Interpretable NLG for Task-oriented Dialogue Systems with Heterogeneous Rendering Machines
This work is significant for researchers and developers working on task-oriented dialogue systems, offering a way to understand and potentially debug neural NLG models, which are typically black boxes.
This paper addresses the lack of interpretability in end-to-end neural networks for natural language generation (NLG) in task-oriented dialogue systems. They propose a framework called Heterogeneous Rendering Machines (HRM) which achieves competitive performance with state-of-the-art methods on 5 benchmark datasets while providing interpretability.
End-to-end neural networks have achieved promising performances in natural language generation (NLG). However, they are treated as black boxes and lack interpretability. To address this problem, we propose a novel framework, heterogeneous rendering machines (HRM), that interprets how neural generators render an input dialogue act (DA) into an utterance. HRM consists of a renderer set and a mode switcher.

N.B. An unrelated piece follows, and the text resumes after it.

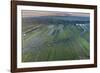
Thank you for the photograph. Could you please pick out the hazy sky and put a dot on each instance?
(32, 13)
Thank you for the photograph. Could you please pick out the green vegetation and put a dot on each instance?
(51, 42)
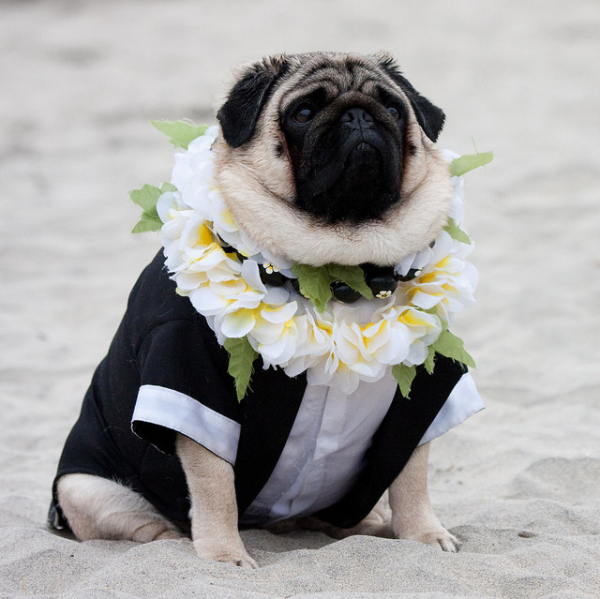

The renderer set contains multiple decoders that vary in both structure and functionality. For every generation step, the mode switcher selects an appropriate decoder from the renderer set to generate an item (a word or a phrase). To verify the effectiveness of our method, we have conducted extensive experiments on 5 benchmark datasets. In terms of automatic metrics (e.g., BLEU), our model is competitive with the current state-of-the-art method. The qualitative analysis shows that our model can interpret the rendering process of neural generators well. Human evaluation also confirms the interpretability of our proposed approach.